Kinase self-association in solution. (A) Size distribution of the sedimentation coefficient for 30 μM unphosphorylated LOK observed by an AUC velocity experiment. The first peak corresponds to the monomer and the second peak to the LOK dimer. A dimer concentration of approximately 17% was estimated. (B) Detection of dimers by cross-linking. The sizes for the dimers of CHK2 (lane 4), DAPK3 (lane 5) and LOK (lane 6) are indicated by an arrow. No band corresponding to dimers was observed for CSNK1G (lane 2) and STK38 (lane 3). Lane 1, molecular weight marker. (C) ESI-MS spectrum of wild-type SLK (black), wild-type SLK after autophosphorylation (blue), T183A (red) and T183A mutant after autophosphorylation (green) under identical conditions (48 h at 4°C). The expected position of the T183 autophosphorylation peak is indicated by an arrow. (D) Size distribution of the sedimentation coefficient for 30 μM SLK mutant Q185P (black line) and the corresponding wild-type protein (red line).
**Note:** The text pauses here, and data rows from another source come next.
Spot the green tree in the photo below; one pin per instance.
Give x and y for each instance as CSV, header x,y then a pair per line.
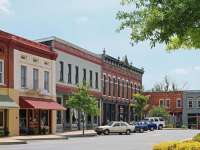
x,y
159,112
140,101
84,103
175,23
166,85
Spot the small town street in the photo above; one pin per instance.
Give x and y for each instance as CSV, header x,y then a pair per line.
x,y
135,141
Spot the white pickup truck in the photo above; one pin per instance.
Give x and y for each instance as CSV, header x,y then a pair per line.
x,y
160,122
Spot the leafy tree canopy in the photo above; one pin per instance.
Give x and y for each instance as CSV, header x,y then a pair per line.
x,y
173,22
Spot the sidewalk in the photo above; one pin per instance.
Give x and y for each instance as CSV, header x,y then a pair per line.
x,y
79,133
57,136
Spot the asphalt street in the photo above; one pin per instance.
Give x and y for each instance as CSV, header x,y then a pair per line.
x,y
135,141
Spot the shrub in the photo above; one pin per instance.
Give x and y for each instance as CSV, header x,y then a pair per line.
x,y
177,145
196,137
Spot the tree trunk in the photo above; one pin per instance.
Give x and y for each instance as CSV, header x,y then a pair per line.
x,y
83,124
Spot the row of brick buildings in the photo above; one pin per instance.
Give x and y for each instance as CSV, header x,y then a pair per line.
x,y
37,78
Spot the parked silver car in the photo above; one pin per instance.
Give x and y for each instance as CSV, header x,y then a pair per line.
x,y
115,127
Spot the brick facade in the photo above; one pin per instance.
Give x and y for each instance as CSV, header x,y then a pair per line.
x,y
128,80
162,98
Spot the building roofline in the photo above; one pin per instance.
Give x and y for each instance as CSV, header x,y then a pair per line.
x,y
121,62
41,48
54,38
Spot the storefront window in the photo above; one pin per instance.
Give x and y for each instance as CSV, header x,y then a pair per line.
x,y
46,81
1,71
59,101
1,119
44,118
22,118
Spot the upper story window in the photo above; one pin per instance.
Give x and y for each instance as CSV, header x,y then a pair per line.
x,y
122,88
1,71
84,76
23,76
167,103
109,86
139,89
46,81
114,87
77,75
61,70
135,88
69,73
104,84
178,103
131,90
91,78
1,119
35,79
118,87
96,80
161,103
190,103
127,90
198,103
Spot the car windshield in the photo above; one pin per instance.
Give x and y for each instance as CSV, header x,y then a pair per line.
x,y
110,123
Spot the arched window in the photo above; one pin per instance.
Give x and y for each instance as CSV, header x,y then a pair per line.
x,y
104,84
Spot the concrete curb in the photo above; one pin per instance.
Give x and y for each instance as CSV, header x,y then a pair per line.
x,y
36,139
59,137
13,143
81,135
175,129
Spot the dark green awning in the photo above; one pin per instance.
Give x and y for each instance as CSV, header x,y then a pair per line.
x,y
7,102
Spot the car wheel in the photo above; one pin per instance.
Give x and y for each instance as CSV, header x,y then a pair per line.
x,y
160,127
106,132
128,132
141,130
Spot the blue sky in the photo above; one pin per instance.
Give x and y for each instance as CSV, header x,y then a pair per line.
x,y
91,24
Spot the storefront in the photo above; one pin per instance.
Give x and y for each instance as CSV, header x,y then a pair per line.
x,y
109,112
36,115
6,104
194,121
123,112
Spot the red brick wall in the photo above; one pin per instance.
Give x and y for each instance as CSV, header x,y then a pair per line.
x,y
113,71
154,98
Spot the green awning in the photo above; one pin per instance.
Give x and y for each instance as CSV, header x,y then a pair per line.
x,y
7,102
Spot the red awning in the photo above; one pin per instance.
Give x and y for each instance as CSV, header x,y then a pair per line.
x,y
39,103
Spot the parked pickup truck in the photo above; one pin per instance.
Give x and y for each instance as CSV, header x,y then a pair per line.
x,y
160,122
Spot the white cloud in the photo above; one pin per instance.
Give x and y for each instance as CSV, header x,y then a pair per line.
x,y
4,7
181,71
81,20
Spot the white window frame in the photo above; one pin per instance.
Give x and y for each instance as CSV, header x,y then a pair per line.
x,y
190,100
177,100
165,103
47,90
1,127
198,101
26,77
3,71
160,103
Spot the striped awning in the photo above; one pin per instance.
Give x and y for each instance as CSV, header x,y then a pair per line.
x,y
7,102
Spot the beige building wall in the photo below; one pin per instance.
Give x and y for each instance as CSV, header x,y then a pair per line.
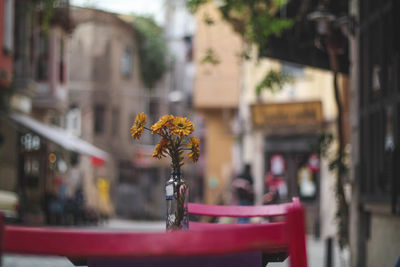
x,y
216,97
216,86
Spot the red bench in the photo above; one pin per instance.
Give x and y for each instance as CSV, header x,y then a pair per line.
x,y
204,244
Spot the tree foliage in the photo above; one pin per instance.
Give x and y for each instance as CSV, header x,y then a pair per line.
x,y
152,50
273,81
255,20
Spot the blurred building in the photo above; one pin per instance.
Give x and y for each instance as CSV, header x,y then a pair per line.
x,y
7,41
37,155
179,30
217,84
375,119
106,93
281,134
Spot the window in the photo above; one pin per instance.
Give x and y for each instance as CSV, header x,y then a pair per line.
x,y
8,25
126,63
42,61
294,70
114,122
73,121
99,113
189,48
61,63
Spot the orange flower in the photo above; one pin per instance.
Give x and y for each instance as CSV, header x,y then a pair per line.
x,y
161,148
138,125
181,126
164,121
195,149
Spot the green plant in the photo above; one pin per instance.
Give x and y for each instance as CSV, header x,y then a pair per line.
x,y
273,81
254,20
152,50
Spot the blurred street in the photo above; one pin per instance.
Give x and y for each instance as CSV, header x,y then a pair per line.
x,y
316,248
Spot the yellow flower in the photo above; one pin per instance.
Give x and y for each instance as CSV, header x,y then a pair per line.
x,y
164,121
161,149
181,126
138,125
195,149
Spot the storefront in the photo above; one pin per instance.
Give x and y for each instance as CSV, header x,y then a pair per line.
x,y
48,167
290,150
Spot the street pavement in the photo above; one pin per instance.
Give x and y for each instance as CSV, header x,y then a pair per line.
x,y
315,248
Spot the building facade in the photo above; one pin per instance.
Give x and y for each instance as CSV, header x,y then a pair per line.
x,y
217,86
38,156
281,134
6,41
375,57
106,93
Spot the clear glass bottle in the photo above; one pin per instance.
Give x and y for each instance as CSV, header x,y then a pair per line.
x,y
177,197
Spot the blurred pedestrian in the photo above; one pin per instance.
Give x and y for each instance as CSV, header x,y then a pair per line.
x,y
243,189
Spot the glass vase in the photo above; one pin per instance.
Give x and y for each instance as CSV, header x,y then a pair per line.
x,y
177,197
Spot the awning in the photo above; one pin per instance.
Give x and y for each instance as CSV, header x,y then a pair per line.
x,y
60,137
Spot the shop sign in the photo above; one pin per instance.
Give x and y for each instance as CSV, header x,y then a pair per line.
x,y
30,142
278,164
313,163
287,114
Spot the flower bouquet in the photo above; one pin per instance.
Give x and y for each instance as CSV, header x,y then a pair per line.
x,y
174,141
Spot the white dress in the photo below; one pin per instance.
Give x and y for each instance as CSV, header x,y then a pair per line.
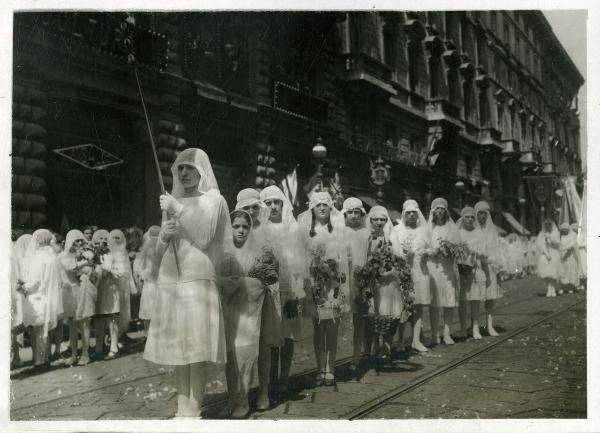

Dimerization was only detected in the wild-type protein as indicated by a second peak at 3.4 S.

Figure 5

Comparison of active site and phosphorylated activation segment regions. (A) Superimposition of the active site regions for SLK (green), LOK (orange) and DAPK3 (cyan). Critical residues for kinase function are shown in ball and stick representation and the major secondary structure elements are labelled. (B, C) Active site stabilization via activation segment phosphorylation. (B) Details of the key interactions formed by the activating phosphate moiety in the STE kinase PAK4 (PDB id: 2CDZ) are depicted. The phosphate group on S474 is coloured red/orange and the activation segment is coloured according to the scheme in Figure 3A. (C) Details of key interactions formed by the two phosphate moieties in the dimer interface of the STE kinase SLK. The core of the kinase is shown along with the domain-exchanged activation segment from the adjacent molecule (residues indicated by ^*). The colour scheme is as in (B). Hydrogen bonds are indicated by dotted lines. The catalytic base (Asp155) is coloured with green carbons and labelled in red.

Figure 6

Substrate specificities of SLK, CHK2 and DAPK3. Biotinylated peptides bearing the indicated residue at the indicated position relative to a central S/T phosphor-acceptor site were subjected to phosphorylation using radiolabelled ATP. Aliquots of each reaction were subsequently spotted onto a streptavidin membrane, which was washed, dried and exposed to a phosphor screen.